Le FN réclame une dissolution et la démission de Manuel Valls

«Il faut aller devant le peuple», estime Jean-Marie Le Pen, qui souhaite également une réforme du mode de scrutin des législatives.

Marine Le Pen avait prévenu: si le FN arrivait en tête aux européennes, elle réclamerait dans la foulée la dissolution de l’Assemblée nationale. Chose promise, chose due. Dès 20h, son père, interrogé sur France 2, a réclamé une nouvelle élection des députés. «Il faut aller devant le peuple. Il n’est pas possible d’admettre qu’un parti qui rassemble 25% n’ait que deux députés à l’Assemblée», a jugé Jean-Marie Le Pen. Le fondateur du FN réclame un «scrutin proportionnel, comme ce qu’avait fait Mitterrand en 1986».

» En 1986, la proportionnelle avait profité au FN

Jean-Marie Le Pen réclame également la démission de Manuel Valls. «Le premier ministre Mr Valls s’est engagé personnellement dans la campagne, le désaveu touche le gouvernement», assure-t-il. Selon lui, le résultat de ce dimanche soir constitue une «déroute pour l’UMPS».

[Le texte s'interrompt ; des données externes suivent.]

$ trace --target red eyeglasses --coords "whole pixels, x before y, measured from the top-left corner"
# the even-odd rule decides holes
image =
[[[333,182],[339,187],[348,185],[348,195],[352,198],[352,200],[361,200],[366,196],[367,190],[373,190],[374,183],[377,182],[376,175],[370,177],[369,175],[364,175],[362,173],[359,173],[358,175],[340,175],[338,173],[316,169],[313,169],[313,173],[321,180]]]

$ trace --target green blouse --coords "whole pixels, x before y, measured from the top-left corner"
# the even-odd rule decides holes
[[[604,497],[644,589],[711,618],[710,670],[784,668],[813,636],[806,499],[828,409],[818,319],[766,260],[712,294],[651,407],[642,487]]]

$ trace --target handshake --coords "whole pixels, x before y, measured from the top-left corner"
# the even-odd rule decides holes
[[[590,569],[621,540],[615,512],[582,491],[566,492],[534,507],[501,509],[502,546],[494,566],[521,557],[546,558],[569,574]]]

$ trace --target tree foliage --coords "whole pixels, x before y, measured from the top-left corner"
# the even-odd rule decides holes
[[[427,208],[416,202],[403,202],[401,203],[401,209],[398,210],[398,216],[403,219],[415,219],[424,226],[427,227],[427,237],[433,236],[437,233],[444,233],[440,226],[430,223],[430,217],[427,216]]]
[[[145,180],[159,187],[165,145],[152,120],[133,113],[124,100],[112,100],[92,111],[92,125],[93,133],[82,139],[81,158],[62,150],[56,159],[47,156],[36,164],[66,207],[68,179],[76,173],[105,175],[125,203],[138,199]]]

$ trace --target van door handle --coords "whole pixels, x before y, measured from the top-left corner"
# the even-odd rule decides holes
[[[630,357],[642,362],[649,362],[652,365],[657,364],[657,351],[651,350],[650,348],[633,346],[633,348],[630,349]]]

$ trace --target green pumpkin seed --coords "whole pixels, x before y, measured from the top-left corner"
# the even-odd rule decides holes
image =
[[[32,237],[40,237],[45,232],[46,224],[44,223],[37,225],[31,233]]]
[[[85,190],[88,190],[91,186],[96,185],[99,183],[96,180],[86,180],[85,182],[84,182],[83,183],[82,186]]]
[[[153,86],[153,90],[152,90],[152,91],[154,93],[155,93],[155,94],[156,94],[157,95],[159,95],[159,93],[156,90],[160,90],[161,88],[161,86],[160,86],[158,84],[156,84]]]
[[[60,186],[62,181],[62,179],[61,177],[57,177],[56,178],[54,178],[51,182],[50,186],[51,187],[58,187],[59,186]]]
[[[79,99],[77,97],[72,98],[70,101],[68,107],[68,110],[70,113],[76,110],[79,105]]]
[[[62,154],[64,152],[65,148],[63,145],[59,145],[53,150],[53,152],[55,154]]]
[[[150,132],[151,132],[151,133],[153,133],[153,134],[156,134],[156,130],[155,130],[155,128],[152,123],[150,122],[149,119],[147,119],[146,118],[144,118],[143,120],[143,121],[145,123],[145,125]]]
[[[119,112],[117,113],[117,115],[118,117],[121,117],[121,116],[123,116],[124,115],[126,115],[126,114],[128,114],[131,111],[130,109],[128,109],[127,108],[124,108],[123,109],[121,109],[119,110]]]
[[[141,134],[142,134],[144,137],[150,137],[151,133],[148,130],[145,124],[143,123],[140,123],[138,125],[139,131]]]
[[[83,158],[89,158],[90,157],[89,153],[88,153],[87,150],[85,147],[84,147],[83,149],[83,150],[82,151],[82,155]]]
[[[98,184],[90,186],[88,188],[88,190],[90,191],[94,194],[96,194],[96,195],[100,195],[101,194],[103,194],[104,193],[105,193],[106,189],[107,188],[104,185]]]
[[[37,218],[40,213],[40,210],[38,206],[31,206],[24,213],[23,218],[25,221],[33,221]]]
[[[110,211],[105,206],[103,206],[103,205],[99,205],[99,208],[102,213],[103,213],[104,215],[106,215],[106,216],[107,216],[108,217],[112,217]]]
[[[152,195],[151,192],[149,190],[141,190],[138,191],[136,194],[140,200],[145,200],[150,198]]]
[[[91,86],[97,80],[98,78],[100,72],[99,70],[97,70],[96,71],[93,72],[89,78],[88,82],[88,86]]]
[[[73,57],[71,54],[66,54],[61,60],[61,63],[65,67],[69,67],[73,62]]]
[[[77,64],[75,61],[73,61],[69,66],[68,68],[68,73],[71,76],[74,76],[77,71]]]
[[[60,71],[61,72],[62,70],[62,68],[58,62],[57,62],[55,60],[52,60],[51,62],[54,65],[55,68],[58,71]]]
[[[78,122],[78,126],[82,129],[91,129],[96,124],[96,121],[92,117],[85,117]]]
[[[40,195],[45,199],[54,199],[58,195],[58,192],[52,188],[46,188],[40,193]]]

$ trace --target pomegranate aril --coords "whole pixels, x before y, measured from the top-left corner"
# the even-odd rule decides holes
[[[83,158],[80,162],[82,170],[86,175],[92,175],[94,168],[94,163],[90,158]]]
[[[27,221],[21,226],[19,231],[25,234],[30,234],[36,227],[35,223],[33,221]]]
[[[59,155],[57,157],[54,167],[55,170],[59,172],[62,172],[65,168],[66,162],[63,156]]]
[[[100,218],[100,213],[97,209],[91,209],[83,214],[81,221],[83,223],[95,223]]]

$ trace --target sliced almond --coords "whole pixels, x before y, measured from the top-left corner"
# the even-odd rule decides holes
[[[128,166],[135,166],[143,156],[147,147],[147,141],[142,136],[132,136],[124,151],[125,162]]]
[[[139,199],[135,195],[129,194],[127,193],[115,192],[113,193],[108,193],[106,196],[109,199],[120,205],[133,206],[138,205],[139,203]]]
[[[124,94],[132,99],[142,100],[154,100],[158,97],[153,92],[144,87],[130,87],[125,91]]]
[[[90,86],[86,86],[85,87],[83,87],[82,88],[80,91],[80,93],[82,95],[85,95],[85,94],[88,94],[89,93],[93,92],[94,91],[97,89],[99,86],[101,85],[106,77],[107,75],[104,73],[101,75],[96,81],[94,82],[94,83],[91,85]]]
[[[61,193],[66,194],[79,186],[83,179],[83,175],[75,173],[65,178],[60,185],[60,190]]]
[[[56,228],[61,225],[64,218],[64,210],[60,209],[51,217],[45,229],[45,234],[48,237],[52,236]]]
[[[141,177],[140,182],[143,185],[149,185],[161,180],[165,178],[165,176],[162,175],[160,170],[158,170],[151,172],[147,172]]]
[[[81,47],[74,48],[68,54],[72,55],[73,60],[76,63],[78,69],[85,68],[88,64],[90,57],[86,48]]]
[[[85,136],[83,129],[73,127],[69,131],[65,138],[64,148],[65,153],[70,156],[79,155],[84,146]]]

Dans son discours, quelques minutes plus tard, Marine Le Pen a estimé que le président de la République devait «prendre les dispositions qui s’imposent pour que l’Assemblée devienne nationale et représentative du peuple». «Que peut faire d’autre le président de la République face à un désaveu aussi lourd? Il doit mettre en place la proportionnelle et organiser de nouvelles élections. Sinon, il doit s’apprêter à connaître des défaites encore plus lourdes», a-t-elle déclaré à la presse.